= Xi'an Satellite Control Center =

Primary satellite control facility of China

The Xi'an Satellite Tracking, Telemetry, and Control Center (XSCC; 西安卫星测控中心 (Xī'ān wèixīng cèkòng zhōngxīn)), also known as Base 26, is the primary satellite telemetry, tracking, and control facility of the People's Republic of China. Located in the Beilin District of Xi'an, Shaanxi Province, XSCC is subordinate to the Satellite Launch, Tracking, and Control Department of the People's Liberation Army Aerospace Force.

== History ==
The history of the Xi'an Satellite Monitor and Control Center began in 1967 with the founding of the Satellite Ground Tracking Department (卫星地面测量部 (Wèixīng Dìmiàn Cèliáng Bù)) in Qiaonan sub-district, Shaanxi on Jiuquan Satellite Launch Center (JSLC, Base 20). On 24 April 1970, when the People's Republic of China (PRC) launched its first artificial satellite, Dong Fang Hong 1, into orbit from JSLC, The Satellite Ground Tracking Department provided the "three grasps" (satellite tracking, telemetry, and control, TT&C) using the newly developed 7010 and Type 110 radars. Upgraded to a center in September 1975, as the PRC increased its testing of satellites, ICBMs, and SLBMs in the early 1980s and the TT&C network grew. The organization evolved into its current form in 1987, moving to Xi'an from Weinan.

By the 1980s, China's TT&C network (航天测控网 (Hángtiān cèkòng wǎng)) consisted of two command and control (C2) centers: the Xi'an Satellite Control (XSCC) and Beijing Aerospace Flight Control Center (BACC), supported by six ground stations: Changchun, Lingshui, Kashgar, Nanning, Weinan, Xiamen, and a series of Yuan Wang-class tracking ships.

The facility was established in Weinan as the "Satellite Survey Department" in 1967, and relocated to Xi'an in 1987. Today, the XSCC comprises a mission control station in Xi'an and a set of tracking arrays located outside the city on a mountain plateau.
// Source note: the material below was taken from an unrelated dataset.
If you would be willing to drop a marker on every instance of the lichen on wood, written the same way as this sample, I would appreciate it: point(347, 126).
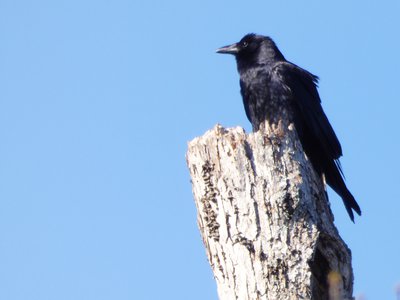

The tracking station is equipped with antenna farms, masts, and communications dishes, while the mission control station is equipped with television screens, consoles, plotters, and high-speed computers that allow technicians to trace the orbital paths of all Chinese satellites in orbit.

== Organization ==
Xi'an SMCC is the central coordinator for the system of TT&C stations, which include the following subordinate agencies and ground stations:

- Tracking and Control Technology Center (测控技术部)
- Department of Long-Term Spacecraft Management (航天器长期管理部)
- Operations Tracking and Control Recovery Department (活动测控回收部)
  - First Operations TT&C Station (第一活动测控站)
  - Second Operations TT&C Station (第二活动测控站)
  - Landing Site Station (着陆场站)
- Kashgar TT&C Station (喀什测控站) established 1970
- Jiamusi TT&C Station 佳木斯测控站（2007年投入使用）
- Sanya TT&C Station (三亚测控站)（2008年投入使用）
- Changchun TT&C Station (长春测控站)
- Western Fujian TT&C Station (闽西测控站)
- Xiamen TT&C Station (厦门测控站)
- Weinan TT&C Station (渭南测控站
- Nanning TT&C Station (南宁测控站)
- Qingdao TT&C Station (青岛测控站)
- Swakopmund Monitoring and Control Station (纳米比亚测控站)
- Karachi TT&C Station (卡拉奇测控站)
- Malindi TT&C Station (马林迪测控站)
- Neuquén Far Space Station
- El Sombrero TT&C Station
- Amachuma TT&C Station
- Lingshui Station (陵水测控站)
- Menghai Station (勐海测控站)
- Western Hunan Station (湘西站)
- Zhanyi Station (沾益测控站)
- Central Communication Station (通信总站)
- Satellite Monitoring and Control Science and Engineering Museum, located within the Xi'an center's compound. Contains various exhibitions and models of satellites, and allows the public to see the control chamber in operation.
- The Satellite TT&C Equipment Museum (航天测控装备博物馆) in Qiaonan Town, Weinan City, Shanxi Province. Opened in 2010.

The Changchun Satellite Tracking & Control Station (长春测控站 (Chángchūn Cèkòng Zhàn)), located outside of Changchun, Jilin Province, was established in 1968 and operates with the Military Unit Cover Designator (MUCD) Unit 63759. Outfitted with 154-IIB monopulse radar, may be a part of the Chinese Deep Space Network under the Jiamusi Satellite Tracking & Control Station.

The Kashgar Station, MUCD 63783, in the west of Xinjiang Autonomous Region was established in 1968 under Base 26 until Xi Jinping's 2016 military reforms when the organization was moved under the newly created PLASSF.

The Lingshui Control Station on Hainan was established in April 2008 and finds itself responsible for the tracking of Shijian satellites. A 40 meter radome was built in 2012.